El balance de 61 partidos oficiales ha sido contrastado de forma independiente entre 11v11.com y Transfermarkt.com, con coincidencia exacta entre ambas fuentes. Incluye Southern League First Division, Football League/EFL, FA Cup, League Cup/EFL Cup y Simod Cup.
WORKING CLASS ROOTS
Ambos clubes tenían orígenes obreros. No solo por sus «supporters». Su fundación está ligada a empresas. En 1885, Millwall Rovers, antecesor de Millwall FC previo uso de la denominación de Millwall Athletic, fue fundado por trabajadores de J.T. Morton, una empresa de conservas y provisiones instalada en Isle of Dogs, donde se ubica el muelle de Millwall.

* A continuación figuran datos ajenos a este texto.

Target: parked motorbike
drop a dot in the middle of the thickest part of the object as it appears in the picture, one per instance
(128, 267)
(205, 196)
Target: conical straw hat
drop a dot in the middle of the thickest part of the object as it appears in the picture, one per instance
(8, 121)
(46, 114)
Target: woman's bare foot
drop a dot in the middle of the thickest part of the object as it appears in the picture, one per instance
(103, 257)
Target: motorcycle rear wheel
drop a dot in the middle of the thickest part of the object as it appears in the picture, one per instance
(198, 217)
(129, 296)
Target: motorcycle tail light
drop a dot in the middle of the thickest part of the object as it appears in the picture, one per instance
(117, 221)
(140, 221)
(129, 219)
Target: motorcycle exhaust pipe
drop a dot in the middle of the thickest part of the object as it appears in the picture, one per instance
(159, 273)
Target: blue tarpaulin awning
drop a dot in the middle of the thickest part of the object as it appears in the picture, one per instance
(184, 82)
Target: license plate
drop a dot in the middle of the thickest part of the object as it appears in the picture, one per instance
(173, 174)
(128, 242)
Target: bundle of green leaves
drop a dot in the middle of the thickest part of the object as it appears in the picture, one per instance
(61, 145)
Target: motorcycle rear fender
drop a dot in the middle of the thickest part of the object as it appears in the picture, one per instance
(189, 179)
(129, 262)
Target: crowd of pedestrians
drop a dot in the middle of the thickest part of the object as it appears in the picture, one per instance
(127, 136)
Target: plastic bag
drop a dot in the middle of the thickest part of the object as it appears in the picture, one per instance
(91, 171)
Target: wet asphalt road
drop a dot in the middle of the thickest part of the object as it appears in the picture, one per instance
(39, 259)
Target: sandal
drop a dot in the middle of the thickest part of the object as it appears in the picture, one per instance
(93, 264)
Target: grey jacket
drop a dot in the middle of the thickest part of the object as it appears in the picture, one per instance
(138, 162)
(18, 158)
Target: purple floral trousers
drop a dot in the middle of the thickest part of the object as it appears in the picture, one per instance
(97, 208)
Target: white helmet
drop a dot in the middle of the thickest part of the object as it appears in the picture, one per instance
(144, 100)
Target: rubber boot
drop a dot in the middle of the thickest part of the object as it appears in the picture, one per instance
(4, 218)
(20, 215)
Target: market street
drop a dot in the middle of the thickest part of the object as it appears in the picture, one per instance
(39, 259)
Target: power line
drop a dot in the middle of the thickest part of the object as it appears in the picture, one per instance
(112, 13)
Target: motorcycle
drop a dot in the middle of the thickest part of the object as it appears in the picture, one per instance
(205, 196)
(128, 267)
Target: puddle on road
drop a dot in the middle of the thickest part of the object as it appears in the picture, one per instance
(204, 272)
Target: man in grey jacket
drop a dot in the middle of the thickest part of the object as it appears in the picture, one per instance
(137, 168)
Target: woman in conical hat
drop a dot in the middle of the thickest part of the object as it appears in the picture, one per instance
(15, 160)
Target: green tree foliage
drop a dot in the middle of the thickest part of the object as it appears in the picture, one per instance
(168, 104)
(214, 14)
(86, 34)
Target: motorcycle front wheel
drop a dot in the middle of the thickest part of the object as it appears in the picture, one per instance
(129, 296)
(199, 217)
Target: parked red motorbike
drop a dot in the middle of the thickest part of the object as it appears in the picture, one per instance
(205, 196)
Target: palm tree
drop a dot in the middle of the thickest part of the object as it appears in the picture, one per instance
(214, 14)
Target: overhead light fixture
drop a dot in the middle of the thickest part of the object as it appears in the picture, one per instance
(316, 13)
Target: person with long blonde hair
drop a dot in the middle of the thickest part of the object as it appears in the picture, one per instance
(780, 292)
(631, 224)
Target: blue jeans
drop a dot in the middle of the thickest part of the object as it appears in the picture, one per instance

A poca distancia, junto a la desembocadura del Lea, en junio de 1895 iba a nacer un vecino incómodo, y por aquella época todavía rival del East London. Thames Ironworks and Shipbuilding Company se dedicaba a la construcción de cascos para navíos. Un capataz de la empresa y árbitro, Dave Taylor, propuso montar un equipo y el director de la empresa, Arnold Hills, respaldó su propuesta.
Hills había jugado en Oxford, defendía la abstinencia alcohólica y confiaba en el deporte como cemento de las relaciones laborales. Concebía al equipo, bautizado como Thames Ironworks FC, como una forma de prolongar la fábrica hasta en las horas de descanso de los obreros. Cerca de cincuenta empleados se apuntaron pagando media corona por jugar. Exprimidos durante y después de la jornada laboral. Capitalismo.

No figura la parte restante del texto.